O anúncio do início dos trabalhos da comissão surgiu como reação à megaoperação policial contra o Comando Vermelho, ocorrida no Rio de Janeiro. O foco da CPI será investigar a estruturação, a expansão e o funcionamento de organizações criminosas, com foco na atuação de milícias e facções.

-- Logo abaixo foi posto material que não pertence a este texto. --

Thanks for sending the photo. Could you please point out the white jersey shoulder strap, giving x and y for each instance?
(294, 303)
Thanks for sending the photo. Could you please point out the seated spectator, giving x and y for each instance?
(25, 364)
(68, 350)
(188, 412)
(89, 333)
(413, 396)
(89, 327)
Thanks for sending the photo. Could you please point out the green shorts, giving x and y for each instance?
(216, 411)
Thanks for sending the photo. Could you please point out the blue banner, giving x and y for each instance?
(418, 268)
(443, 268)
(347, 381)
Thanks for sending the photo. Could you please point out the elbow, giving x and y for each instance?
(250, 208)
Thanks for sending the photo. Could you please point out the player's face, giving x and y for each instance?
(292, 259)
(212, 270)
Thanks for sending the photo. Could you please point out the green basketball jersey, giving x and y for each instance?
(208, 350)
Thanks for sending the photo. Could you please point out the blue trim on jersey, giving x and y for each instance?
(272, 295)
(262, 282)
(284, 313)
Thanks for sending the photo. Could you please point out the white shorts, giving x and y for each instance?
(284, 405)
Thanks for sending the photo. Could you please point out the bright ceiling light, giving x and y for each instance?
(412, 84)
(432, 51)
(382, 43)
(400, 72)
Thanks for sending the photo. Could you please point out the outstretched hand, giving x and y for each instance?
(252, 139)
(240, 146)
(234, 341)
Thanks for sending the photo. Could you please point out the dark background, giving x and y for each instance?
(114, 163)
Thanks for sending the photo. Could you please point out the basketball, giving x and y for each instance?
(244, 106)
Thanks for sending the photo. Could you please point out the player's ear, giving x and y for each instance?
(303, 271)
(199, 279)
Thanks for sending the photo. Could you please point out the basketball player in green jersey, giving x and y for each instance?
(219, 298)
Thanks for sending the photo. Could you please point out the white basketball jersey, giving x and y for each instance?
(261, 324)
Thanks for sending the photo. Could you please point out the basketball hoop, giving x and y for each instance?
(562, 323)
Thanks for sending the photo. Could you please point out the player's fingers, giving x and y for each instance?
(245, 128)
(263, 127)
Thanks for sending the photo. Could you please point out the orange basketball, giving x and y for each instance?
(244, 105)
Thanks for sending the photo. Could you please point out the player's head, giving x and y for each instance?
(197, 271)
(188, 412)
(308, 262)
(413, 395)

A composição do colegiado indica uma maior presença de senadores da oposição ao governo do presidente Luiz Inácio Lula da Silva. Entre os nomes confirmados para a integrar o time de opositores como titulares estão quatro senadores de três partidos diferentes:
- Flávio Bolsonaro (PL-RJ);
- Sergio Moro (União-PR);
- Marcos do Val (Podemos-ES) e;
- Magno Malta (PL-ES).
O grupo também vai contar com os senadores Eduardo Girão (Novo-CE) e Márcio Bittar (PL-AC), que serão suplentes na CPI. Além disso, os partidos Progressistas e Republicanos ainda não definiram seus representantes, o que pode ampliar ainda mais a vantagem numérica da oposição dentro do colegiado.

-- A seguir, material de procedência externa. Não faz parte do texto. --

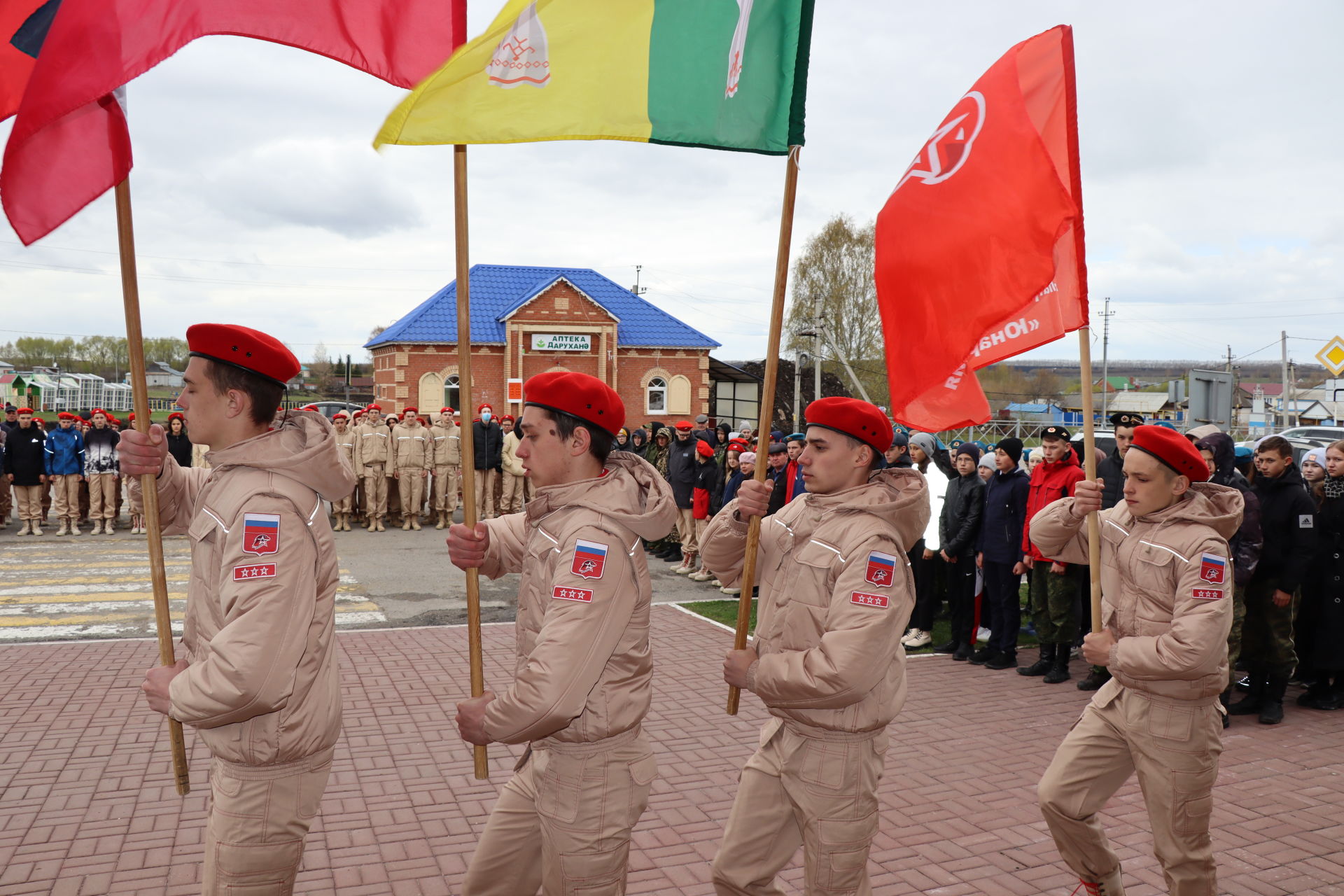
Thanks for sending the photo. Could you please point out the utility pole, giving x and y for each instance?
(1105, 347)
(1282, 399)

Para o senador Marcos do Val, que estava licenciado, a CPI do Crime Organizado será “um campo de batalhada da verdade.”
“O Brasil está prestes a testemunhas a queda das máscaras e o início de uma nova era de transparência e justiça real”, declarou o senador capixaba em seu perfil na plataforma X. “Aqueles que vivem da manipulação e da impunidade sentirão o peso da lei.”
O SISTEMA VAI CAIR!
O retorno do Senador Marcos do Val ao Senado marca o início de uma nova ofensiva contra o crime organizado — sem medo e sem omissão.
A CPI do Crime Organizado não será palco de discursos vazios: será o campo de batalha da verdade.Com experiência de combate… pic.twitter.com/Vb3OmLyMop
— Senador Marcos do Val (@marcosdoval) October 30, 2025
Ala governista na comissão
Na lista de senadores que vão representar a ala governista está o líder da bancada, Jaques Wagner (PT-BA), e Rogério Carvalho (PT-SE) como titulares, além de Fabiano Contarato (PT-ES) na suplência.
Outros senadores com histórico de alinhamento ao governo Lula da Silva, como Otto Alencar (PSD-BA), Jorge Kajuru (PSB-GO) e Alessandro Vieira (MDB-SE), também devem atuar ao lado dos petistas.
Além da CPI do Crime Organizado, Senado aprova ação contra facções
Além da criação da CPI do Crime Organizado, outra reação institucional ocorreu no Senado. O plenário da Casa aprovou um projeto que endurece as regras das audiências de custódia e autoriza a coleta de material genético de suspeitos de integrar organizações criminosas. O senador Sergio Moro relatou a proposta.
A iniciativa permite decretar a prisão preventiva em casos de participação em organizações criminosas, uso reiterado de violência ou apreensão de grandes quantidades de drogas, armas ou munições.
O texto define que o juiz deve considerar alguns fatores antes de autorizar a soltura do preso, como:
- o uso reiterado de violência;
- participação em organização criminosa e;
- natureza das drogas ou armas apreendidas.
Para Moro, as alterações aperfeiçoam o instrumento das audiências de custódia, regulamentadas pelo Conselho Nacional de Justiça desde 2015. Segundo ele, o objetivo é “prevenir torturas e abusos, sem comprometer a responsabilização dos criminosos”. O texto segue agora para sanção presidencial.